USDA to ‘examine’ treatment of lab monkeys at Pennsylvania crash site


DANVILLE – The United States Department of Agriculture (USDA) is investigating the treatment of laboratory monkeys involved in an accident on Friday near Danville.

And, the Centers for Disease Control and Prevention (CDC) has confirmed that the three primates that escaped were euthanized by gunshot.

Those were the developments on Tuesday following the accident which involved a trailer carrying 100 cynomolgus macaques to a quarantine facility.

People for the Ethical Treatment of Animals (PETA) have requested by letter an investigation into the treatment of monkeys.

A USDA spokesperson would say that only the agency is aware of the letter from Alka Chandna, vice president of laboratory investigations for PETA.

However, PennLive has obtained a copy of the message to Chandna from Dr. Robert M. Gibbens, a veterinarian who serves as the USDA’s Director of Animal Welfare Operations, which states, “We will register this as a complaint and l ‘examine.’

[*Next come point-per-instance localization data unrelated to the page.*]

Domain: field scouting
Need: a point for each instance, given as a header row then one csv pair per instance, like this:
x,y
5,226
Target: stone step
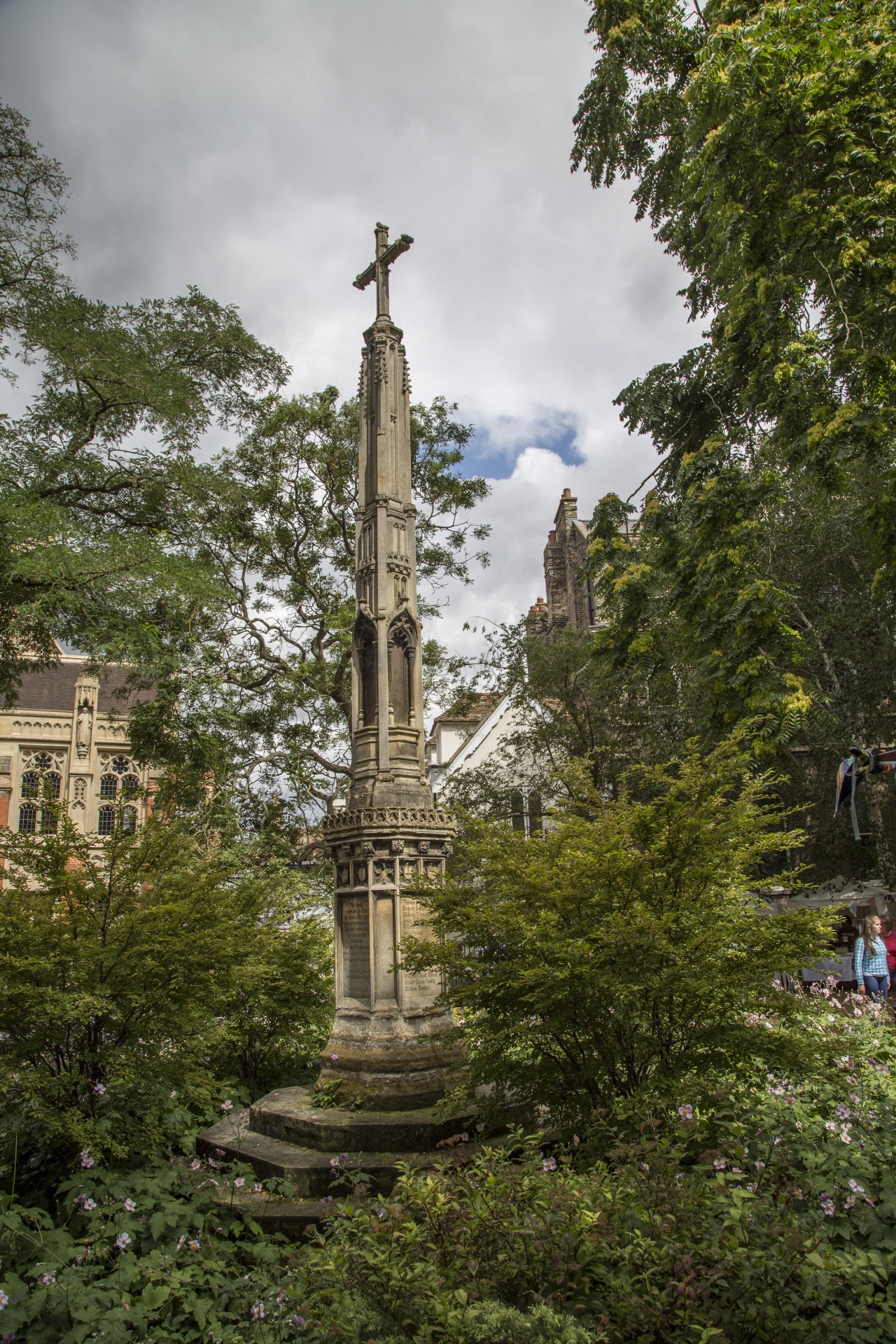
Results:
x,y
295,1218
311,1171
289,1114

Handling and treating monkeys before, during and after the collision may constitute violations of federal animal protection law and animal welfare regulations, Chandna wrote.

The CDC has confirmed that the three monkeys that escaped when a crate opened were shot. State police did not respond to requests for details.

The three escaped when the pickup truck pulling the trailer collided with a large dump truck on Route 54 at the Interstate 80 interchange shortly after 3 p.m. Friday.

Crates containing monkeys were strewn across the road after the front panel of the trailer broke.

The cynomolgus macaques had arrived at JFK airport in New York on Friday morning from Mauritius, an island off the coast of Africa.

They were heading to an unnamed approved quarantine facility. Imported primates must be quarantined for 30 days after arrival in the United States.

Attempts to contact Jeffrey Quebedeaux, owner of Quebedeauxs Transport, LLC, of ​​Arnaudville, Louisiana, which was transporting the primates were unsuccessful.

Those who came into contact with the primates or the crates after the accident were advised to consult their doctor.

Gambling Commission officers pull over as Pennsylvania State Troopers prepare to search for several monkeys who escaped from their crates after the trailer they were being transported in was involved in an accident on the State Route 54 and Interstate 80 near Danville, Pennsylvania on Friday, January 1. 21, 2022. (Jimmy May/Bloomsburg Press Enterprise via AP)PA

Geisinger Medical Center, also near Danville, saw people who were at the crash scene, but a spokesperson said due to confidentiality rules they could not discuss any specific details .

The CDC has regulations in place to protect US residents from serious infections that can spread from monkeys to humans.

These infections include viral hemorrhagic fevers, monkeypox, gastrointestinal disease, yellow fever, simian immunodeficiency virus, and tuberculosis.

The settlement includes:

  • Workers handling crates or pallets containing animals should wear reinforced leather or elbow-length gloves, outer protective clothing, waterproof shoes or boots, respiratory protection, and face shields or goggles .
  • Those whose face may be within 5 feet of a primate should wear approved N95 disposable respirators and face shields or goggles.
  • Disposable personal protective equipment should be discarded as a biohazard.
  • Workers should not drink, eat or smoke when physically handling monkeys or their cages, crates or other materials.
  • During transport, crates containing primates must be separated by a physical barrier from people, other animals and cargo or by a spatial barrier greater than five feet.
  • Cargo compartments of land transport vehicles should be large enough to allow safe stowage of crates in such a way as to allow easy access to each monkey during transport without unloading any.
  • Monkeys and other non-human primates cannot be imported as pets under any circumstances.